There can be few publicly listed companies of any complexity using Intuit's QuickBooks as their financial management platform.
QuickBooks is for small businesses, not one like New Zealand-based Trade Me, with revenue of NZ$180 million, a market capitalisation of peaking at over NZ$2 billion, multiple business units, and nearly 400 staff members.
Trade Me's financial controller, Colin Rohloff, told a breakfast briefing this week that when he arrived at the company, shortly after a decision to ditch QuickBooks in favour of NetSuite, that the Intuit software was still on Trade Me's financial statements being depreciated over three years from an acquisition cost of just NZ$1000.
Trade Me needed to make two journal entries to account for its debt. QuickBooks had an upper limit of $99.9 million for such an entry, but Trade Me needed more.
"Unofficially, we thought we were the biggest company in the world using QuickBooks," he said.
The system, combined with ad hoc invoicing processes, just didn't work any more. Crashes were frequent.
Invoice processing was a particular nightmare, Rohloff said. Runs would hang and have to be restarted. Each business unit had its own way of invoicing.
Separate bespoke systems were being used to generate those invoices, involving a mail merge, printing, and manual enveloping. Account consolidation for Trade Me's separate business units was another pain point.
It took hours to run a debtors' report and reports for the board had to be compiled manually. Integrity issues, and paper, were everywhere.
But Trade Me had seen NetSuite running at Fronde, the IT firm that would become its implementation partner, and liked what it saw.
Fronde had suffered "builder's house syndrome" itself, chief executive Ian Clarke told the briefing. The house was permanently unfinished because the "builder" was too busy focusing on clients.
A six-week NetSuite implementation had fixed Fronde's accounting systems and boosted its reporting capabilities, as well as enabling global collaboration and rapid scaling up or down as business activity changed.
In December 2012, Fronde won a pitch to replace Trade Me's QuickBooks systems with NetSuite, and the first half of 2013 was spent in planning the transition.
After the two systems ran side by side for a month, Trade Me went live with NetSuite in July 2013, Rohloff said.
The benefits included access from anywhere online. Where QuickBooks ran off a desktop, NetSuite was in the cloud.

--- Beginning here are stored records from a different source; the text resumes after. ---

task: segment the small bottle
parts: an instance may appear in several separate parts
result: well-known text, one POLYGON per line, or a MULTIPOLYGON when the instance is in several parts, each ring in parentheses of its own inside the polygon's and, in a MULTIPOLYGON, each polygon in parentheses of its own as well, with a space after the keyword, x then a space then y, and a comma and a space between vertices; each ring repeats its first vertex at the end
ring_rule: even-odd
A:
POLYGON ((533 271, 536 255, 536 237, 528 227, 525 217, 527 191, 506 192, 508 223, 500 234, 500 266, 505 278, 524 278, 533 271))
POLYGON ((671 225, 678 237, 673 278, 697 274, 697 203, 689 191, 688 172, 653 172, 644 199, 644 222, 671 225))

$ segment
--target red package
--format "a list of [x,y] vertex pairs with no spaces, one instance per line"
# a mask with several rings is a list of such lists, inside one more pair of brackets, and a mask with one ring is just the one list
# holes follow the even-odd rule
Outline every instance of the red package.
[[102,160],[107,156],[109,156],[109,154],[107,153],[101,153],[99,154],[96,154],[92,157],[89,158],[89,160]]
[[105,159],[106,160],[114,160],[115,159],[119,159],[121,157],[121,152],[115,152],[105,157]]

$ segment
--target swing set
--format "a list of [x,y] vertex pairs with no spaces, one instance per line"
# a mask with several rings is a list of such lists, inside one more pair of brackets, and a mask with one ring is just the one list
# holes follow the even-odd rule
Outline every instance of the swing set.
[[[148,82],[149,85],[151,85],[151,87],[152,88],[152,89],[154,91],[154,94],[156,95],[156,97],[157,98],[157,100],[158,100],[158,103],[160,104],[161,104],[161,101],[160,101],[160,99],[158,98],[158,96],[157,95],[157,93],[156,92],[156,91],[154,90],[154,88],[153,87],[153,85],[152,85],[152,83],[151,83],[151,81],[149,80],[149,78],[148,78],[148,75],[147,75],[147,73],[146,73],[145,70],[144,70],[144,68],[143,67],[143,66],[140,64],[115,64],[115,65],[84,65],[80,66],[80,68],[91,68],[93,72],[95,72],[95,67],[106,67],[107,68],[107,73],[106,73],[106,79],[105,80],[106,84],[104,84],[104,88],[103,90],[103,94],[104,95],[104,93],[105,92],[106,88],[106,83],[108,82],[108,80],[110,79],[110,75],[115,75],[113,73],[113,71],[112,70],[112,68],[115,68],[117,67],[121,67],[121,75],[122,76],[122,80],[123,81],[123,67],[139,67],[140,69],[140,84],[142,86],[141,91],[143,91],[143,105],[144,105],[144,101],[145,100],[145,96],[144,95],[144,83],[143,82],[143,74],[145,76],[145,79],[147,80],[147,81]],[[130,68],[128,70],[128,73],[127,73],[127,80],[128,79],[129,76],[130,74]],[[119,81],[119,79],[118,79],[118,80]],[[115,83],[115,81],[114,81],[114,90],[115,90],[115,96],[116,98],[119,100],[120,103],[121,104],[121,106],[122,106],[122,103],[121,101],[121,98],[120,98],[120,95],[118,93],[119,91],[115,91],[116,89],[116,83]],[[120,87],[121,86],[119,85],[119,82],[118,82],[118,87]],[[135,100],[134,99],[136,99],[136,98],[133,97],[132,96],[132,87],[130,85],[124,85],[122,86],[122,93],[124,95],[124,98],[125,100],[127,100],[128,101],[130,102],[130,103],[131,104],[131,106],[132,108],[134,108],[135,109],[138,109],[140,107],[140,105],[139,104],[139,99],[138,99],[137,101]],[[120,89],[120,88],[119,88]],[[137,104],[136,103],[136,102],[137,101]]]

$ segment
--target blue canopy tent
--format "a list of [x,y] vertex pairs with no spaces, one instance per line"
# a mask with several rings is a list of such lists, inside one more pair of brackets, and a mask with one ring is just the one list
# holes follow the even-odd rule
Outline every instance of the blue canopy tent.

Reporting was far more robust, and the system was customisable and fully integrated with Trade Me's data warehouse.
Internal control was vastly improved, because NetSuite included audit trails for any changes. Invoices, the old bugbear, were easily retrieved, because they were attached to transactions electronically.
Trade Me now has a rolling 12-month forecast each quarter and greater use of self-service reporting. Credit card receipts were recently enabled, allowing customers to claim loyalty points.
Direct debit payments will be launched in the next month, Rohloff said.
Setting up business units in NetSuite has also been easy, Rohloff said. Given Trade Me's taste for acquisitions, that has also been a boon.